United Business Media EE Times


Search

HOMEMARKET INTELLIGENCE UNITFORUMSDESIGNNEW PRODUCTSCAREERSBLOGSCONTACTEVENTSSIGN UP!RSSMost Popular contentTrusted Sources

 

Reliability Management for Deep Submicron ICs

The demands of time-to-market collide with the requirements for long-term reliability studies.

by Riko Radojcic


Deep submicron products are continuing to penetrate new market segments, have a broader spectrum of applications, and are more sensitive to the application-specific design trade-offs. In addition, continuing technology scaling is eroding the design margins so that the balance between reliability, performance, die size, power, etc. for deep submicron products is even more delicate. In this environment, qualification practices for reliability management are essential.

Qualification tests are a part of the transfer procedure for moving a product from engineering to production. Typically, these tests focus on the manufacturability, quality, and reliability of a product. Reliability life tests, often dominant in qualification procedures, are based on empirical demonstration of reliability through industry-standard qualification tests, such as 1,000 to 2,000 hours of operating life at elevated temperature or voltage, or 100 to 500 temperature cycles or shocks, etc.

Although these qualification tests have worked well in the past, they are inadequate for current deep submicron products. In addition, the proprietary solutions that many companies are employing fall short of an effective, long-term standard for qualification practices. However, as you will see, there is a solution.

Inadequacies of the conventional qualification practices The cost of performing a full suite of conventional product-level life tests is approximately $20,000 to $50,000 per design. The costs do not appear to be prohibitive, in spite of the fact that they are rising as a function of increasing complexity, pin counts, and power dissipation. The real costs, which could run into millions of dollars, are associated with product introduction delays due to the time required for qualification life tests. In today's rapid market, the cost of these delays is unacceptable.

Conventional methodologies are difficult to implement for modern products. Therefore, performing physically meaningful accelerated reliability life tests on increasingly complex ICs is a significant challenge. The acceleration factor, required to relate the life test to the in-use conditions, is only credible for one given failure mechanism. In addition, small life test samples drawn from one or two production runs are yielding results that are statistically meaningless and incapable of identifying any problems associated with process variability.

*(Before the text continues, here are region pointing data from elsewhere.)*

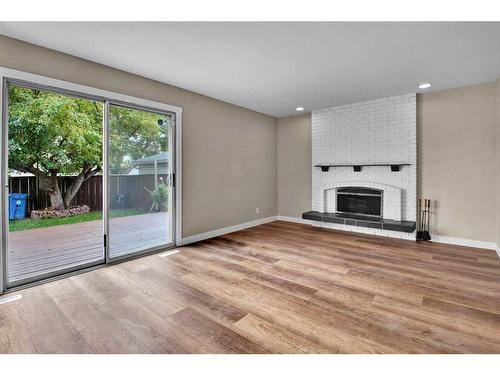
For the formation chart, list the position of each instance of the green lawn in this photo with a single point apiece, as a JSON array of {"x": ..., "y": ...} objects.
[{"x": 15, "y": 225}]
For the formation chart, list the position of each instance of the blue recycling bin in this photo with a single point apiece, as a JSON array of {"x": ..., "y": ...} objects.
[{"x": 18, "y": 203}]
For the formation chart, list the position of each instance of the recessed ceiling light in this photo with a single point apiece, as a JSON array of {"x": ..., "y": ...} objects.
[{"x": 424, "y": 85}]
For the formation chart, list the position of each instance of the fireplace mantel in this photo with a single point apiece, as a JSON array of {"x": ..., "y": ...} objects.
[{"x": 395, "y": 167}]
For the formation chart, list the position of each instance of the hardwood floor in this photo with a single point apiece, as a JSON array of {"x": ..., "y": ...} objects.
[{"x": 276, "y": 288}]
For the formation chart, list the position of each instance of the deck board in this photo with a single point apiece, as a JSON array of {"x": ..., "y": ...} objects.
[{"x": 36, "y": 251}]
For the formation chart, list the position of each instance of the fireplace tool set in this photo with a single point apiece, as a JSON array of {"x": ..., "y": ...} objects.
[{"x": 423, "y": 220}]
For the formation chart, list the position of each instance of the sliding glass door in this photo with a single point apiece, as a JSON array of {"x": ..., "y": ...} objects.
[
  {"x": 86, "y": 180},
  {"x": 54, "y": 173},
  {"x": 140, "y": 180}
]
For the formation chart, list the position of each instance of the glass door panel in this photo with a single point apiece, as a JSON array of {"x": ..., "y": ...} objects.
[
  {"x": 139, "y": 178},
  {"x": 54, "y": 199}
]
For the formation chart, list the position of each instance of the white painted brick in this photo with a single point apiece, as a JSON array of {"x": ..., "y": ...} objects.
[{"x": 376, "y": 131}]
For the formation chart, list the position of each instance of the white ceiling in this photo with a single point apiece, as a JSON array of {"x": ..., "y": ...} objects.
[{"x": 275, "y": 67}]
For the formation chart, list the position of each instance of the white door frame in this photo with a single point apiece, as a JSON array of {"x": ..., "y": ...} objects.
[{"x": 94, "y": 93}]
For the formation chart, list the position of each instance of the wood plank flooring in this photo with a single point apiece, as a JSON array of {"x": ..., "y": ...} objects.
[{"x": 275, "y": 288}]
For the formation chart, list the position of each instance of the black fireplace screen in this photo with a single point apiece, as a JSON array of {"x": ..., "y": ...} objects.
[{"x": 356, "y": 200}]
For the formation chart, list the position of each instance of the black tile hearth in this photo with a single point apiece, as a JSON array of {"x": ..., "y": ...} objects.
[{"x": 355, "y": 220}]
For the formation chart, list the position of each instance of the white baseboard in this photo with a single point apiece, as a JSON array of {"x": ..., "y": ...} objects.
[
  {"x": 293, "y": 219},
  {"x": 235, "y": 228},
  {"x": 226, "y": 230}
]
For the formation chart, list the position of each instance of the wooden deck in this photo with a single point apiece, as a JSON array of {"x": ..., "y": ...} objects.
[
  {"x": 38, "y": 251},
  {"x": 279, "y": 288}
]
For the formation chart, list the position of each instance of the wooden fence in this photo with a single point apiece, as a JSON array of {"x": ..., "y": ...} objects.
[{"x": 132, "y": 187}]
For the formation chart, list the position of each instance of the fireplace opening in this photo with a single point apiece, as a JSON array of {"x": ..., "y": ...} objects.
[{"x": 360, "y": 201}]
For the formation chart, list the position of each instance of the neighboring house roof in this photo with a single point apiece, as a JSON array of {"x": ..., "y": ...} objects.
[{"x": 161, "y": 157}]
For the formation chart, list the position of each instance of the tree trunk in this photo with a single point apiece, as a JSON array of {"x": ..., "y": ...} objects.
[
  {"x": 56, "y": 200},
  {"x": 73, "y": 189},
  {"x": 50, "y": 185}
]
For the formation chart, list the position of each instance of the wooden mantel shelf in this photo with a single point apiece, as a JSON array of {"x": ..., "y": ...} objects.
[{"x": 395, "y": 167}]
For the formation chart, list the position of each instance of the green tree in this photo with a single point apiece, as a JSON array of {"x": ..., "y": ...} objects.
[
  {"x": 134, "y": 134},
  {"x": 51, "y": 135}
]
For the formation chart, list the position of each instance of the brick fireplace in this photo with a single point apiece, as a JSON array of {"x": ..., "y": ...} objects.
[{"x": 364, "y": 153}]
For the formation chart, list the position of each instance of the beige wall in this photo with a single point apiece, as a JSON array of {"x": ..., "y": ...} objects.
[
  {"x": 229, "y": 153},
  {"x": 456, "y": 160},
  {"x": 294, "y": 165},
  {"x": 498, "y": 162},
  {"x": 456, "y": 157}
]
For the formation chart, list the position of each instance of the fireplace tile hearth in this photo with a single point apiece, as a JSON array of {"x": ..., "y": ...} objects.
[{"x": 383, "y": 224}]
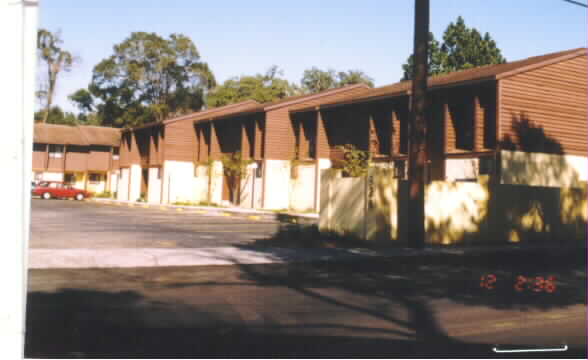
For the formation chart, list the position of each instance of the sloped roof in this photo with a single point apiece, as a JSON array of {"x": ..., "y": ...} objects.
[
  {"x": 249, "y": 107},
  {"x": 195, "y": 116},
  {"x": 99, "y": 135},
  {"x": 482, "y": 73},
  {"x": 76, "y": 135},
  {"x": 58, "y": 134},
  {"x": 245, "y": 107}
]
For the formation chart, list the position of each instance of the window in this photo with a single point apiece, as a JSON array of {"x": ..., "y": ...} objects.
[
  {"x": 486, "y": 165},
  {"x": 69, "y": 178},
  {"x": 55, "y": 186},
  {"x": 56, "y": 151},
  {"x": 400, "y": 169},
  {"x": 95, "y": 178},
  {"x": 259, "y": 169}
]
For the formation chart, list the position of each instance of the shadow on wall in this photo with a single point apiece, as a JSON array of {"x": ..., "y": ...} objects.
[
  {"x": 524, "y": 204},
  {"x": 505, "y": 210}
]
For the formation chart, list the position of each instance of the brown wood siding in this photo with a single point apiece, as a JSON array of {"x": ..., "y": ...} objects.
[
  {"x": 55, "y": 164},
  {"x": 229, "y": 135},
  {"x": 259, "y": 139},
  {"x": 401, "y": 118},
  {"x": 215, "y": 152},
  {"x": 280, "y": 137},
  {"x": 99, "y": 158},
  {"x": 155, "y": 147},
  {"x": 246, "y": 139},
  {"x": 143, "y": 140},
  {"x": 76, "y": 158},
  {"x": 180, "y": 139},
  {"x": 552, "y": 98},
  {"x": 39, "y": 156}
]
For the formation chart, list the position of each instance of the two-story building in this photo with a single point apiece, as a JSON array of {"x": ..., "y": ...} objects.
[{"x": 85, "y": 156}]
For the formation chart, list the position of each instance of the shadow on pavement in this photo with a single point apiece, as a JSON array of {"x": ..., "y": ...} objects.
[{"x": 74, "y": 323}]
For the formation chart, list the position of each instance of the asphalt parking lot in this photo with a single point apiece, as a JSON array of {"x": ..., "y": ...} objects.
[{"x": 61, "y": 224}]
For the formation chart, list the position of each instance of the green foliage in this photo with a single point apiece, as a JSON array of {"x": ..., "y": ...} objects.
[
  {"x": 262, "y": 88},
  {"x": 56, "y": 116},
  {"x": 315, "y": 80},
  {"x": 234, "y": 167},
  {"x": 462, "y": 48},
  {"x": 147, "y": 79},
  {"x": 355, "y": 162},
  {"x": 52, "y": 60}
]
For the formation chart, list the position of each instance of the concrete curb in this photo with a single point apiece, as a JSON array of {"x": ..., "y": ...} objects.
[{"x": 251, "y": 214}]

Thus, conventional qualification practices (1) perform the wrong tests, (2) perform the tests incorrectly, (3) are interpreted incorrectly, and (4) are typically statistically insignificant. They also (5) cost too much and (6) take too long to run. Table 1 illustrates this by giving the conventional product qualification life tests a grade between one and ten for various technical and business attributes. On an arbitrary subjective scale, the average overall score of conventional qualification tests is only 3.25 for modern ICs.

The only arena where the conventional product-level life tests score well is in the procedures section. However, product-level life tests are performed all the time merely as a ritualistic formality, and they do not produce meaningful, cost-effective engineering information.

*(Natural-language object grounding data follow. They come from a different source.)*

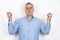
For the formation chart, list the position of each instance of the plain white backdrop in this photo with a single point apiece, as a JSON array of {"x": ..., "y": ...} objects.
[{"x": 42, "y": 7}]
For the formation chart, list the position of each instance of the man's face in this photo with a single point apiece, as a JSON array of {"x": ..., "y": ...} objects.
[{"x": 29, "y": 9}]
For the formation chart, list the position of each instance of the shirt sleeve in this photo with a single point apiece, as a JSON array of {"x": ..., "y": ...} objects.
[
  {"x": 45, "y": 29},
  {"x": 13, "y": 28}
]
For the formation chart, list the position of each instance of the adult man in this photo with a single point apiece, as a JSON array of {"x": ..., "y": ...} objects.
[{"x": 28, "y": 27}]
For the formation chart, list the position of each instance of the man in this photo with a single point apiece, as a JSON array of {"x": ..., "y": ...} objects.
[{"x": 28, "y": 27}]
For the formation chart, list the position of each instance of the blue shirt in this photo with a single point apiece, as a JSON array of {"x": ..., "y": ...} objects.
[{"x": 28, "y": 29}]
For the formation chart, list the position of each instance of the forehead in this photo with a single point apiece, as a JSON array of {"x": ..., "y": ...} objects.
[{"x": 28, "y": 5}]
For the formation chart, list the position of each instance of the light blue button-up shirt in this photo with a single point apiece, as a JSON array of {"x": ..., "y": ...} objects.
[{"x": 28, "y": 29}]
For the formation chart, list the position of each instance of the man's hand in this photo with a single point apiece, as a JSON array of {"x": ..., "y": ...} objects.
[
  {"x": 49, "y": 16},
  {"x": 9, "y": 15}
]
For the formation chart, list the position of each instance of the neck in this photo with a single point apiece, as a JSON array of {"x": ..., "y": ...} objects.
[{"x": 29, "y": 17}]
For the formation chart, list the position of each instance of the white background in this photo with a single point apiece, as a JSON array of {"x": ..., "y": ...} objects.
[{"x": 42, "y": 7}]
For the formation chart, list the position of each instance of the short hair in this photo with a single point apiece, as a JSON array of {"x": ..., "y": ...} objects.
[{"x": 29, "y": 3}]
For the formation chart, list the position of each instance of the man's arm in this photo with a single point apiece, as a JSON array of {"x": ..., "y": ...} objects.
[
  {"x": 12, "y": 28},
  {"x": 46, "y": 29}
]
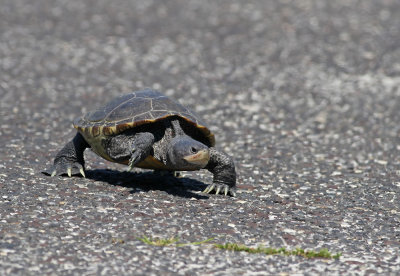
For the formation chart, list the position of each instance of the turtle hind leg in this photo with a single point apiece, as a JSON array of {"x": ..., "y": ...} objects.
[
  {"x": 69, "y": 160},
  {"x": 223, "y": 168}
]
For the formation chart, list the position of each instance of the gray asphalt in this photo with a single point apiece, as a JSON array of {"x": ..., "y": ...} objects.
[{"x": 303, "y": 94}]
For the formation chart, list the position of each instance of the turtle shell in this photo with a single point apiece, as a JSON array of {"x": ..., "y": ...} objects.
[{"x": 132, "y": 110}]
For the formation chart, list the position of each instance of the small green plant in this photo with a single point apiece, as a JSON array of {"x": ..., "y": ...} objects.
[
  {"x": 323, "y": 253},
  {"x": 158, "y": 242}
]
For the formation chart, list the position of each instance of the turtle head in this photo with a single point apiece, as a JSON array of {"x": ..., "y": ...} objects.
[{"x": 186, "y": 153}]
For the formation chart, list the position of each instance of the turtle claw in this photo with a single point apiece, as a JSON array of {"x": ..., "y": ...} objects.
[
  {"x": 226, "y": 190},
  {"x": 209, "y": 188},
  {"x": 223, "y": 188},
  {"x": 82, "y": 171}
]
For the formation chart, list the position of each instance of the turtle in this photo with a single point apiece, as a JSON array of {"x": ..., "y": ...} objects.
[{"x": 148, "y": 130}]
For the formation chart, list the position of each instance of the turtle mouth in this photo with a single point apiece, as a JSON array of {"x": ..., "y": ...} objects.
[{"x": 200, "y": 158}]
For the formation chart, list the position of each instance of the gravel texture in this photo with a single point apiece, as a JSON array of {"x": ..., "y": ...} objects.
[{"x": 303, "y": 94}]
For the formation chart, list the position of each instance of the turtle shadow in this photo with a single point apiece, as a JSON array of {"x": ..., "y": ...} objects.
[{"x": 150, "y": 181}]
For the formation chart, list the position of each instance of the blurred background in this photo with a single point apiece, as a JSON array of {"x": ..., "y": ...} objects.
[{"x": 303, "y": 94}]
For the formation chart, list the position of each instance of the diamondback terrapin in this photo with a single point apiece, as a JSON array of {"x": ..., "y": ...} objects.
[{"x": 148, "y": 130}]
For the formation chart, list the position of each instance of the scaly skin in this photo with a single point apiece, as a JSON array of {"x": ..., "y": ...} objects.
[
  {"x": 223, "y": 168},
  {"x": 135, "y": 148},
  {"x": 69, "y": 160}
]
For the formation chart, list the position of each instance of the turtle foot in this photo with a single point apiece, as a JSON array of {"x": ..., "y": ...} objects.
[
  {"x": 64, "y": 166},
  {"x": 223, "y": 188}
]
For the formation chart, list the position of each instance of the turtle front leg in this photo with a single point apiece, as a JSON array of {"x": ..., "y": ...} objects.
[
  {"x": 141, "y": 147},
  {"x": 69, "y": 160},
  {"x": 223, "y": 168}
]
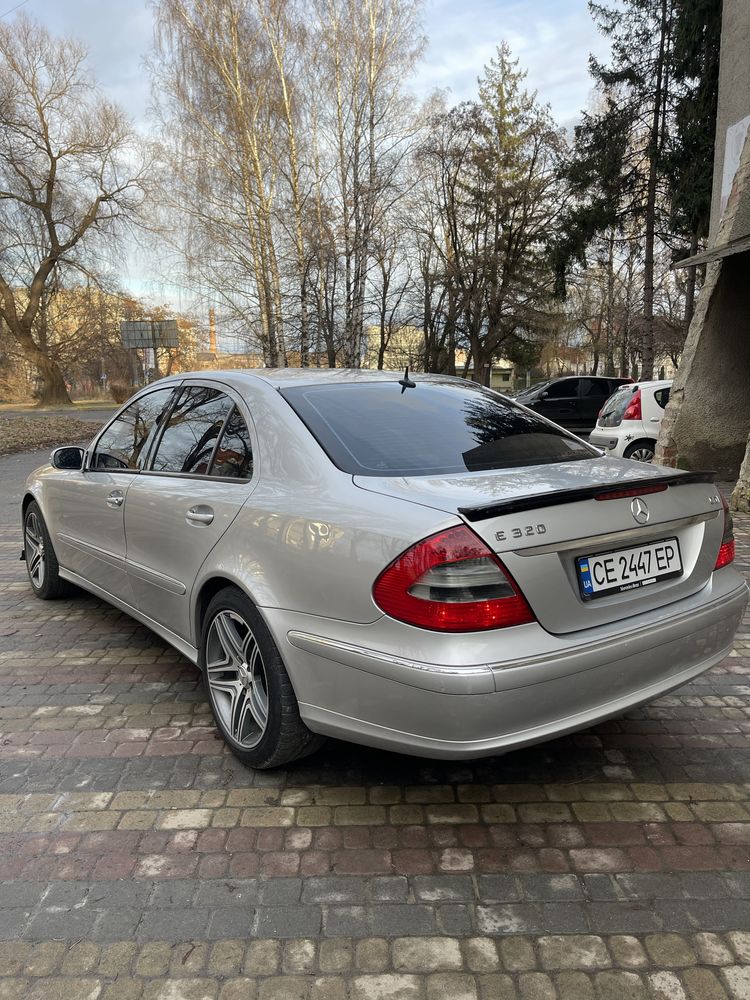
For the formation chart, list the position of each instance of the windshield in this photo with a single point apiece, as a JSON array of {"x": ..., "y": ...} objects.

What companies are doing today In an effort to reduce product time-to-market, many companies are re-examining their practices and are evolving their own versions of qualification methods. Because life tests are the longest single delay in product transfer to manufacturing, a trend for simplified qualifications is evolving. The new practices can be classified in three broad categories, as summarized in Table 2.

Table 1. Relative scoring of the conventional qualification methodology for four types of attributes.

Some companies merely qualify the process technology by life testing a RAM or some other standard product vehicle, and they do not perform incremental reliability evaluations (process qualification). ASIC vendors typically qualify their product family--library, silicon process, package etc.--by life testing a representative or a specifically designed vehicle (family qualification). 1 Yet, other companies adhere to the conventional approach (product qualification).

What is needed Clearly, qualification procedures need a standard. Despite their current inadequacies, they are one of the principal milestones in component supplier-customer transactions. The supplier, the customer, and often the customer's customer all have to use the same qualification procedures.

A meaningful qualification strategy should verify the trade-offs between reliability and product performance or cost, which are application specific. Thus, reliability requirement for products intended for consumer market are entirely different than for products intended for extreme environmental conditions. Clearly, qualification procedures should be application dependent. Therefore, looking for some new standard qualification test, similar to the 1,000 hour life test, may not make sense. What is needed is a standard methodology.

There is also a philosophical reason for evolving a new qualification methodology 2 : identification of any reliability risks at that last stage of the product introduction cycle is clearly wrong. Given the current time-to-market pressures, the qualification procedure should be concurrent with the design cycle. This would also ensure that the cost of addressing the risk is minimized (see Figure 1 and Figure 2).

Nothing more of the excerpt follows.